Today, the Wall Street Journal covered the same practices and cited an article in the British Medical Journal purportedly written by an Australian Doctor, Christine Jenkins, (and in this case the article contained a disclaimer claiming that no pharmaceutical company sponsored the research) but in fact drafted by a medical writer hired by GlaxoSmithKline.

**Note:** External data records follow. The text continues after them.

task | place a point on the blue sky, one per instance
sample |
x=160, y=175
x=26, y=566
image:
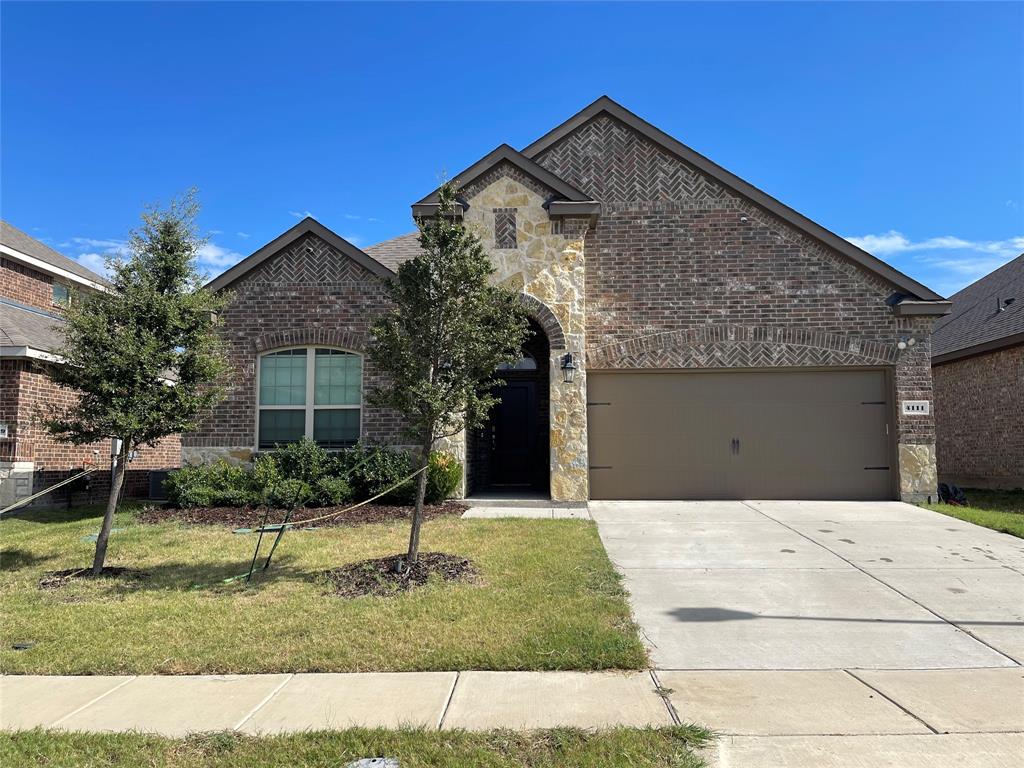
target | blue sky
x=898, y=126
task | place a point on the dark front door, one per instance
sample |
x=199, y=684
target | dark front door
x=513, y=456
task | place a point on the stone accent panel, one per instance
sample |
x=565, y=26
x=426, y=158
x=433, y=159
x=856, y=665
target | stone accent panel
x=548, y=268
x=505, y=227
x=306, y=294
x=979, y=409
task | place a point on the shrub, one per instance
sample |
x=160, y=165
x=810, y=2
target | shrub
x=332, y=491
x=304, y=461
x=443, y=475
x=217, y=484
x=374, y=469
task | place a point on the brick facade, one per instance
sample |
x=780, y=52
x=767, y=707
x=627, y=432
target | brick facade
x=307, y=294
x=31, y=457
x=677, y=271
x=26, y=285
x=980, y=402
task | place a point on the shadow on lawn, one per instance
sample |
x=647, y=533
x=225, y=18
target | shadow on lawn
x=202, y=579
x=15, y=559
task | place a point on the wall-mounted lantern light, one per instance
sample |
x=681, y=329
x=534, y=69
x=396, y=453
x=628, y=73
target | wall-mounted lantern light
x=568, y=368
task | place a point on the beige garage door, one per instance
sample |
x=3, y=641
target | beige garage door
x=739, y=435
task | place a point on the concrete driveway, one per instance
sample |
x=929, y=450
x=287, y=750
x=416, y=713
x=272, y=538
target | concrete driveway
x=816, y=585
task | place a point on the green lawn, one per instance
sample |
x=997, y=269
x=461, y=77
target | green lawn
x=549, y=600
x=625, y=748
x=998, y=510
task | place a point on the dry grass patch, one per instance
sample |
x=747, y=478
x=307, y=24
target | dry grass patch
x=547, y=598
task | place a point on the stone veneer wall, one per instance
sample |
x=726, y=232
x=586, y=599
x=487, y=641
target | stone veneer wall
x=979, y=409
x=546, y=265
x=682, y=272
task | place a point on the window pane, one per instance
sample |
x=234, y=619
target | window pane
x=338, y=378
x=283, y=378
x=281, y=426
x=336, y=428
x=61, y=294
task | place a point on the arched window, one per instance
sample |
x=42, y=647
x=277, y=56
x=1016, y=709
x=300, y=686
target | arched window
x=309, y=391
x=526, y=363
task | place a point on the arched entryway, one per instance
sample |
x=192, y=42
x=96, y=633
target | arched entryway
x=510, y=455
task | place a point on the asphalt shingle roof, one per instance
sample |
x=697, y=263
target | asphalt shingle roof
x=18, y=241
x=396, y=251
x=976, y=316
x=26, y=327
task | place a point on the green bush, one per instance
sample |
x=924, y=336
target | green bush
x=330, y=492
x=305, y=473
x=217, y=484
x=443, y=476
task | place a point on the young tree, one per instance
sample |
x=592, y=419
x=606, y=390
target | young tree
x=446, y=334
x=143, y=357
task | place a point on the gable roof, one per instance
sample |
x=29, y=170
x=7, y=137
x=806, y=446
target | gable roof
x=744, y=188
x=43, y=257
x=980, y=321
x=393, y=253
x=505, y=154
x=308, y=225
x=28, y=327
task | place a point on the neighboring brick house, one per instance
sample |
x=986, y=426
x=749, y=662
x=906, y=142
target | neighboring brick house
x=722, y=344
x=35, y=283
x=978, y=369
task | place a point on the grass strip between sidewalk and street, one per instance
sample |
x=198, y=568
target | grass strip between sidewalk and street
x=616, y=748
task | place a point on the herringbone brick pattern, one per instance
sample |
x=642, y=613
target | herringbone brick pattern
x=609, y=161
x=309, y=260
x=741, y=346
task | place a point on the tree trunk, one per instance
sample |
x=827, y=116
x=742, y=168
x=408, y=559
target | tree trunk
x=421, y=492
x=112, y=505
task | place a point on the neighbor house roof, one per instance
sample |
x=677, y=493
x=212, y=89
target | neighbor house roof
x=744, y=188
x=308, y=225
x=392, y=253
x=17, y=245
x=987, y=314
x=28, y=332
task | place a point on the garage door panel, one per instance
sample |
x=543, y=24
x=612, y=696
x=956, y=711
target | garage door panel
x=739, y=434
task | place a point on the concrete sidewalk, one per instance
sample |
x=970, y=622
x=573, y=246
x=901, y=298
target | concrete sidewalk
x=736, y=702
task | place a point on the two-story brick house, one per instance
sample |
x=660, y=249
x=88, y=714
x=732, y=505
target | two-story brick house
x=722, y=345
x=36, y=283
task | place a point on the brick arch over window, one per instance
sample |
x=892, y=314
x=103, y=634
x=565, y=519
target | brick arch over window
x=741, y=346
x=547, y=320
x=351, y=340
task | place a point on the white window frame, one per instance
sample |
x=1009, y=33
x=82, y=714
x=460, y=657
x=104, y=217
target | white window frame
x=310, y=408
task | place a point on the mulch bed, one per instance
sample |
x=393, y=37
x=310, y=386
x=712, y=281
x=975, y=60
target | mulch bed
x=379, y=578
x=56, y=579
x=251, y=517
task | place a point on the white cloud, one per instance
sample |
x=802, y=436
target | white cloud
x=217, y=257
x=945, y=263
x=893, y=242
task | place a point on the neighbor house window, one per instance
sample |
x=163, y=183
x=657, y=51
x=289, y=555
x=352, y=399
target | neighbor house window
x=309, y=391
x=61, y=294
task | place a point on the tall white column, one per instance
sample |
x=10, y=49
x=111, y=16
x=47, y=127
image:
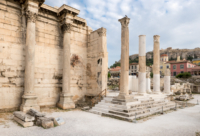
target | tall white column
x=66, y=101
x=148, y=83
x=142, y=65
x=156, y=65
x=29, y=99
x=124, y=75
x=167, y=81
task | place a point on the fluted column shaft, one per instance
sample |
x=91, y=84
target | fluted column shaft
x=142, y=65
x=156, y=64
x=167, y=81
x=124, y=75
x=29, y=99
x=66, y=101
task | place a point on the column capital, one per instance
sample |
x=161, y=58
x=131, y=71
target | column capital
x=101, y=32
x=31, y=16
x=124, y=21
x=67, y=27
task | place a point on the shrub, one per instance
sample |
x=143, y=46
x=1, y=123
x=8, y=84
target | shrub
x=184, y=75
x=151, y=75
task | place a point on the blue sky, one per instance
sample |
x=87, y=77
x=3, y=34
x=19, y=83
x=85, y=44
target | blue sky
x=176, y=21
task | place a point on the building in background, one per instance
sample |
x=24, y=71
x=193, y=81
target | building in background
x=164, y=64
x=180, y=66
x=134, y=68
x=115, y=72
x=196, y=61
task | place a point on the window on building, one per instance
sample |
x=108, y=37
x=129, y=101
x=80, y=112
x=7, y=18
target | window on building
x=181, y=66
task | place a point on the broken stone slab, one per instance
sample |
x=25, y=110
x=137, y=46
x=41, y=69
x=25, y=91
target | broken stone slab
x=35, y=113
x=23, y=123
x=59, y=121
x=86, y=108
x=23, y=116
x=41, y=119
x=47, y=124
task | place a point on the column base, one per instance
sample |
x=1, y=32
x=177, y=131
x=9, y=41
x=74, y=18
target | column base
x=29, y=102
x=142, y=94
x=156, y=93
x=124, y=97
x=66, y=102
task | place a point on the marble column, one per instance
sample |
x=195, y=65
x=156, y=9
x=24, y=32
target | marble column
x=124, y=75
x=156, y=65
x=142, y=65
x=66, y=101
x=29, y=99
x=167, y=81
x=148, y=83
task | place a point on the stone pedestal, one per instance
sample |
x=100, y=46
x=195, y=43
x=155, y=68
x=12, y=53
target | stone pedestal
x=29, y=99
x=66, y=101
x=156, y=65
x=124, y=92
x=142, y=65
x=167, y=81
x=148, y=83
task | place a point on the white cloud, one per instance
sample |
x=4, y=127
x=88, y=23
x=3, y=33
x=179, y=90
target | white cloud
x=177, y=22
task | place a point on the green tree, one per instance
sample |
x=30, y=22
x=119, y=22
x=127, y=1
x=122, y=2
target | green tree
x=109, y=75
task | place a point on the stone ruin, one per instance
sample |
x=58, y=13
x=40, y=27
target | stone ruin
x=143, y=102
x=48, y=56
x=34, y=117
x=183, y=92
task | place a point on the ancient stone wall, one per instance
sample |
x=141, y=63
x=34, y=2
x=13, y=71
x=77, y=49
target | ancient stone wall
x=88, y=57
x=12, y=55
x=97, y=65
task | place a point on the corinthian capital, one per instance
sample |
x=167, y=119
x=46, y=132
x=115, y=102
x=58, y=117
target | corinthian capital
x=101, y=32
x=66, y=27
x=124, y=21
x=31, y=16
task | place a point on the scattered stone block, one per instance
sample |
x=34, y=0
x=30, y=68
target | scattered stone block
x=35, y=113
x=59, y=121
x=23, y=116
x=23, y=123
x=47, y=124
x=86, y=108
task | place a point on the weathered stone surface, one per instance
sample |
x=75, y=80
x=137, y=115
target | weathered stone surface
x=35, y=113
x=47, y=124
x=59, y=121
x=23, y=116
x=23, y=123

Even worse, it seems that many articles destined for medical journals are being placed for publication as “Author to be named” after they have been drafted by writers working for the pharmaceutical companies and the analysis for the article has been completed by the company. Only then is an academic brought forth to sign off and claim credit for the article. And in some cases, as with Dr. Blumsohn above, the authoring Doctor may not even have access to the research that the article is discussing. In effect, research academics have become a commodity which pharmaceutical companies slot in to fill their publication needs in much the same way that NFL teams trade kickers.
Is this just another case of the fox guarding the henhouse? Will the damage be limited to industry analysts over pharma stock valuations and another cycle of bombshell expose pieces by all of the big media outlets which fade from our memory after a few more news cycles? Possibly. But if so, the mainstream media is missing the point.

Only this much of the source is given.